Une base militaire et communautaire en déclin
En novembre 2025, la CRP/FRP comptait environ 300 combattants. Aujourd’hui, ses effectifs auraient presque triplé, atteignant près de 1 000 membres. Cependant, cette croissance masque une réalité préoccupante : la majorité des recrues proviennent de la communauté Hema, tandis que les tentatives de recrutement auprès des Lendu ou d’autres groupes locaux restent infructueuses.
Les experts de l’ONU indiquent que le mouvement recrute également dans les camps de déplacés internes en Ituri et dans les camps de réfugiés en Ouganda. Certains anciens éléments du groupe Zaïre et d’anciens combattants du M23 auraient rejoint ses rangs, notamment via des réseaux dirigés par Innocent Kaina, visé par des sanctions internationales.
Une idéologie contestée et un leadership contesté
Dans un communiqué de 2025, la CRP/FRP se présente comme un mouvement de changement, dénonçant la mauvaise gouvernance, la corruption et les violations des droits humains en Ituri. Lubanga, libéré en 2020 après une condamnation de la CPI pour crimes de guerre, avait été intégré à la Task force présidentielle de Félix Tshisekedi pour promouvoir la paix dans la région. Pourtant, ses initiatives n’ont pas abouti, et son élection comme député de l’Ituri a été annulée.
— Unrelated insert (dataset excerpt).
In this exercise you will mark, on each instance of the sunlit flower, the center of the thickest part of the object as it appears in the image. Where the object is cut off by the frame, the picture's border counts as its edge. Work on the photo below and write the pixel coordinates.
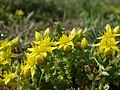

Le mouvement accuse les autorités congolaises de complicité dans l’insécurité persistante en Ituri, notamment en manipulant des groupes armés pour maintenir un contrôle politique. Malgré ces accusations, la CRP/FRP peine à rallier d’autres groupes armés ou des communautés locales à sa cause.
Perspectives d’avenir incertaines
Avec une base sociale et militaire restreinte, la CRP/FRP de Thomas Lubanga semble condamnée à l’isolement. Les experts de l’ONU soulignent que son incapacité à s’allier avec d’autres acteurs armés ou à obtenir un soutien communautaire solide limite considérablement son impact sur le terrain.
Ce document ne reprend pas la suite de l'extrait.